Convert between PySpark and pandas DataFrames
Learn how to convert Apache Spark DataFrames to and from pandas DataFrames using Apache Arrow in Databricks.
Apache Arrow and PyArrow
Apache Arrow is an in-memory columnar data format used in Apache Spark to efficiently transfer data between JVM and Python processes. This is beneficial to Python developers who work with pandas and NumPy data. However, its usage requires some minor configuration or code changes to ensure compatibility and gain the most benefit.
PyArrow is a Python binding for Apache Arrow and is installed in Databricks Runtime. For information on the version of PyArrow available in each Databricks Runtime version, see the Databricks Runtime release notes versions and compatibility.
Supported SQL types
All Spark SQL data types are supported by Arrow-based conversion except ArrayType
of TimestampType
. MapType
and ArrayType
of nested StructType
are only supported when using PyArrow 2.0.0 and above.

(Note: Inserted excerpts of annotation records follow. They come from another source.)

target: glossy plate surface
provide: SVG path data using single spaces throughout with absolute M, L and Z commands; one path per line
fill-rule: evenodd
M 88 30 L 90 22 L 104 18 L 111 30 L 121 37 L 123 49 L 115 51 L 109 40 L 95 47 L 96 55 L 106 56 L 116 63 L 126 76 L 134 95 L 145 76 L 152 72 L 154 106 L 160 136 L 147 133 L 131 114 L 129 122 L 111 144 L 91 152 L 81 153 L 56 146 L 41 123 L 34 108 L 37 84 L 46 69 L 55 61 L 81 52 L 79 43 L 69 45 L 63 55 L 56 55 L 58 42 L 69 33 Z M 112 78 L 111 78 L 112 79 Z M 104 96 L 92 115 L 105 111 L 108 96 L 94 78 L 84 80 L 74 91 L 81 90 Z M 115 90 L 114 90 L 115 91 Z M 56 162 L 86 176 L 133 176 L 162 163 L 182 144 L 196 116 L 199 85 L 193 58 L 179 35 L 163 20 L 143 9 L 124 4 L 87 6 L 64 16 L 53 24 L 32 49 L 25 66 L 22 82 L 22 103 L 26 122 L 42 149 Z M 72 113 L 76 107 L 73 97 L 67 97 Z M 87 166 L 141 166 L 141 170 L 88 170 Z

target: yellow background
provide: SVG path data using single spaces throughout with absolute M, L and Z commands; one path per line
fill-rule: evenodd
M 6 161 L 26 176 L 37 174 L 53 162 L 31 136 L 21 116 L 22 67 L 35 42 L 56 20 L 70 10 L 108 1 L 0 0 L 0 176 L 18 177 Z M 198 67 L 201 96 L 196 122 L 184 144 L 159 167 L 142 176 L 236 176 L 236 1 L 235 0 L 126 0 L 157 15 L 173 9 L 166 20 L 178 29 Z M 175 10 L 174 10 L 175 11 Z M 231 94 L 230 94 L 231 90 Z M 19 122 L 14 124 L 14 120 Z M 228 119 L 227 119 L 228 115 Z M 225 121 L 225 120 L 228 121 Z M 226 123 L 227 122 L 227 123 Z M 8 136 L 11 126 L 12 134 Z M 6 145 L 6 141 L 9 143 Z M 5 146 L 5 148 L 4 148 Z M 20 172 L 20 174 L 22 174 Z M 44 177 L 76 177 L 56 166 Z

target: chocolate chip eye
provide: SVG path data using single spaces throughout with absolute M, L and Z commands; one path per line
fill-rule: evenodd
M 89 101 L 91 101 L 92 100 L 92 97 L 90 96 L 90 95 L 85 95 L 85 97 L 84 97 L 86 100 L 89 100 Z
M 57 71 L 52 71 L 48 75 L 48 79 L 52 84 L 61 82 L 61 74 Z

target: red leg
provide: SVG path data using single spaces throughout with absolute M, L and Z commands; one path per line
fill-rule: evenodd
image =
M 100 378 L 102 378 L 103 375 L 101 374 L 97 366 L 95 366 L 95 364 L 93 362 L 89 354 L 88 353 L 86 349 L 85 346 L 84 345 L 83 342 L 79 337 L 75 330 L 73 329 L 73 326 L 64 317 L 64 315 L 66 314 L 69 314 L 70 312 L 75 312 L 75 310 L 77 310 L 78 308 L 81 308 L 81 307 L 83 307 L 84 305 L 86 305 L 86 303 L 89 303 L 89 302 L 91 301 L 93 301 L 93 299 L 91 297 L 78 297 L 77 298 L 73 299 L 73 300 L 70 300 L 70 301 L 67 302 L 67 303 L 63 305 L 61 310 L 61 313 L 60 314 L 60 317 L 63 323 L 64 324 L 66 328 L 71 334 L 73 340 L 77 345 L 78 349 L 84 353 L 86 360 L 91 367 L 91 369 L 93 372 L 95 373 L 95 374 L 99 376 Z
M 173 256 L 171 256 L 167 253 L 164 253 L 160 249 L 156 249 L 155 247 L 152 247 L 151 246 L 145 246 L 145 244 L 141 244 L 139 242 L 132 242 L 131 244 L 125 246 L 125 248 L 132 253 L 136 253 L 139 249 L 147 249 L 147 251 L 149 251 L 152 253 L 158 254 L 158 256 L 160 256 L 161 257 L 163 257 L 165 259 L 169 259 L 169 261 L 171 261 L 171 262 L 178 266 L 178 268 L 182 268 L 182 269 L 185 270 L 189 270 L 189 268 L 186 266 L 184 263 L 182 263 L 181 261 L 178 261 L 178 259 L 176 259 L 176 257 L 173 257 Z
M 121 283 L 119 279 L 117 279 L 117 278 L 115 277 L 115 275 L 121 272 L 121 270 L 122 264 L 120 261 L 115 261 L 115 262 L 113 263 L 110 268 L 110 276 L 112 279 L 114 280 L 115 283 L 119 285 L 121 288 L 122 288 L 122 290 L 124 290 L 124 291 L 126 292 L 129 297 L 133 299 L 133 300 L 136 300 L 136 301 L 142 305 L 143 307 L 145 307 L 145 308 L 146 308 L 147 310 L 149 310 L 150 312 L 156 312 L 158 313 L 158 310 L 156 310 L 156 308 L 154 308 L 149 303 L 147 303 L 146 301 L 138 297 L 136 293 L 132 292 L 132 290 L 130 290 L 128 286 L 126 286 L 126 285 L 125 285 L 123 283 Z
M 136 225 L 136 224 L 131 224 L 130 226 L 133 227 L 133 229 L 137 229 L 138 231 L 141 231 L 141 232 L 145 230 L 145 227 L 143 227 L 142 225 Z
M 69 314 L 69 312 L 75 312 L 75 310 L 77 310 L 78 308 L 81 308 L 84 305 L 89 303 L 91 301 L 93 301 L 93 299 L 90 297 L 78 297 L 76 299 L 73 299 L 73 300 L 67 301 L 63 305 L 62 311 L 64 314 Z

StructType
is represented as a pandas.DataFrame
instead of pandas.Series
.
Convert PySpark DataFrames to and from pandas DataFrames
Arrow is available as an optimization when converting a PySpark DataFrame to a pandas DataFrame with toPandas()
and when creating a PySpark DataFrame from a pandas DataFrame with createDataFrame(pandas_df)
.
To use Arrow for these methods, set the Spark configuration spark.sql.execution.arrow.pyspark.enabled
to true
. This configuration is enabled by default except for High Concurrency clusters as well as user isolation clusters in workspaces that are Unity Catalog enabled.
In addition, optimizations enabled by spark.sql.execution.arrow.pyspark.enabled
could fall back to a non-Arrow implementation if an error occurs before the computation within Spark. You can control this behavior using the Spark configuration spark.sql.execution.arrow.pyspark.fallback.enabled
.
Example
import numpy as np
import pandas as pd
# Enable Arrow-based columnar data transfers
spark.conf.set("spark.sql.execution.arrow.pyspark.enabled", "true")
# Generate a pandas DataFrame
pdf = pd.DataFrame(np.random.rand(100, 3))
# Create a Spark DataFrame from a pandas DataFrame using Arrow
df = spark.createDataFrame(pdf)
# Convert the Spark DataFrame back to a pandas DataFrame using Arrow
result_pdf = df.select("*").toPandas()
Using the Arrow optimizations produces the same results as when Arrow is not enabled. Even with Arrow, toPandas()
results in the collection of all records in the DataFrame to the driver program and should be done on a small subset of the data.
In addition, not all Spark data types are supported and an error can be raised if a column has an unsupported type. If an error occurs during createDataFrame()
, Spark creates the DataFrame without Arrow.